En vez de llamar a la ambulancia critican hasta mi sangre, de todas formas me conviene que no la llamen.
—Sí, soy cero negativo, ¿y?, ¿cuál hay?
El dolor me consume entero, aun así, parezco retroalimentarme de una manera tóxica, por cada distanciamiento y choque, ¡palmas!, ¡palmas!, ¡palmas! Uno, dos, tres, ingresé.
Ahora todo es negro, muerdo contento un pedacito de lazo violeta, siento que emerjo, estoy subiendo, no es el cielo, son las manos estúpidas de otro mago desgraciado, es la primera vez que lo hace, parece emocionado, pobrecito, no sabe lo que le espera. Lindas orejas, pienso. Hace su truco con pasión porque recién empieza, pero cuando la sombra perturbadora, y asesina de alas, aparezca, ahí lo quiero ver… dos veces, tres veces, cuatro, cinco, hasta ahí todos somos buenos, luego de la palabra «constancia», la felicidad de todo humano y la carrera de todo artista se apaga.
Bah, estoy satisfecho porque no tengo que soportarlos, aunque… otra vez… lo siento, ¡no paran!, ¡mis orejas! Los conejos también tienen orejas, ¡no!, ¡basta!, ¡no aplaudan! Quiero gritarlo, ¡no aplaudan! Olvido que ya no manejo el mismo dialecto, escapo, ¡me aturdo!
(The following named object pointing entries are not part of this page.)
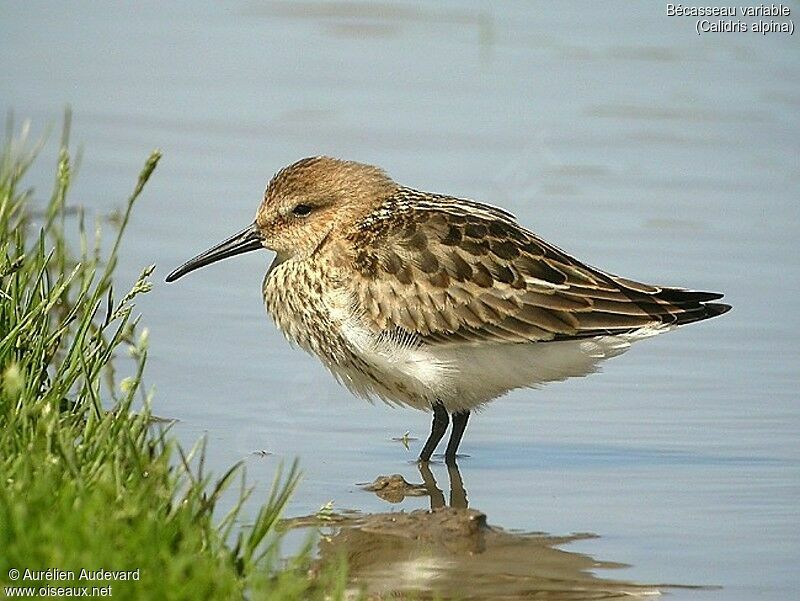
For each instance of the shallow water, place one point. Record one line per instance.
(611, 129)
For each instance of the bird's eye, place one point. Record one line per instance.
(301, 210)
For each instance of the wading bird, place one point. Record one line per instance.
(435, 302)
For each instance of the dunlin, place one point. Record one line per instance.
(435, 302)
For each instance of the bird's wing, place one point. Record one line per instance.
(455, 271)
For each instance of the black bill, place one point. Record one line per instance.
(245, 241)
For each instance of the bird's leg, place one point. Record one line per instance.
(459, 425)
(438, 428)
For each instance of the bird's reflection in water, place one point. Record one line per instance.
(450, 551)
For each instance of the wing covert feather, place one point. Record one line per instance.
(453, 271)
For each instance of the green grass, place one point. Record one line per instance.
(88, 479)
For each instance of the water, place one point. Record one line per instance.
(611, 129)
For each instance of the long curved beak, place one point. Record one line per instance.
(245, 241)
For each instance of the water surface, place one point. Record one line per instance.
(610, 128)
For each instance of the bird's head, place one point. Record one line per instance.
(303, 205)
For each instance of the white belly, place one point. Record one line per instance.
(465, 376)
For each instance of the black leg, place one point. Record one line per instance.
(438, 428)
(459, 425)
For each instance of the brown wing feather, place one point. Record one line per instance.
(450, 271)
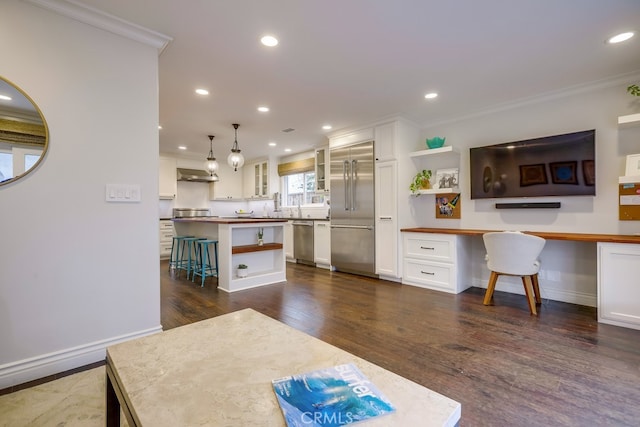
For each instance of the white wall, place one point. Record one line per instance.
(569, 272)
(77, 273)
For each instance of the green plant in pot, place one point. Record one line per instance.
(422, 181)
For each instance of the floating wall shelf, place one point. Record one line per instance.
(432, 151)
(630, 120)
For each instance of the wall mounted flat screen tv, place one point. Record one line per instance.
(559, 165)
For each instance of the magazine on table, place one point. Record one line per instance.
(334, 396)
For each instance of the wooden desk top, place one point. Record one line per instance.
(578, 237)
(218, 372)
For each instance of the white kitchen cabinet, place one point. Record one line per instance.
(229, 185)
(322, 170)
(386, 220)
(618, 290)
(166, 238)
(433, 261)
(288, 241)
(322, 244)
(167, 178)
(390, 136)
(257, 179)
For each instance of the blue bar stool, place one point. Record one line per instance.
(175, 251)
(204, 268)
(188, 262)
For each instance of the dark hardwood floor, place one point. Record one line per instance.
(506, 367)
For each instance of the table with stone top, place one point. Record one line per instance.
(218, 372)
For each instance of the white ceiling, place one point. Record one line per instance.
(353, 62)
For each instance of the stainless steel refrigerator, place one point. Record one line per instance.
(352, 209)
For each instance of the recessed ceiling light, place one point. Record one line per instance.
(269, 41)
(619, 38)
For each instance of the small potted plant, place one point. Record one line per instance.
(422, 181)
(242, 270)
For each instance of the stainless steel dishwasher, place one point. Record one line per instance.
(303, 242)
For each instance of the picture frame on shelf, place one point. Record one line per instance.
(633, 165)
(447, 178)
(448, 206)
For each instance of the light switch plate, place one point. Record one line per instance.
(127, 193)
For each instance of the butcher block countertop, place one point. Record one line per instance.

Adentro de la galera es peor, si sabía que hacía eco ni entraba. Encima el estúpido inservible lo actúa sin gracia, ¿qué? ¡Lo aplaudieron más! ¿Por qué carajo a mí nadie me aplaudía con ganas? Ahora por eso se van a convertir todos en conejos. Ahí me voy a reír, cuando termine su vida de humanos, se conviertan en magos, se les caigan las orejas y necesiten de los comentarios ajenos. Así que si entienden, más o menos, lo que significa evaluar de manera hipócrita nuestro trabajo, y… supongan que no somos magos, podríamos ser pandas, koalas, jirafas, mujeres, niños, hombres, gasistas, cantantes, profesores, empresarios o conejos, lo que carajo seamos, si entendieron lo frustrante que es escucharlo, por favor no aplaudan. Cada vez que sientan la aproximación de ese ritual fracasado, repitan en su mente:
—No necesito que aprueben lo que hago.
O coloquen un cartel que diga: «si aplaude tiene que pagar el doble, hagan cosas más productivas con sus manos, gracias».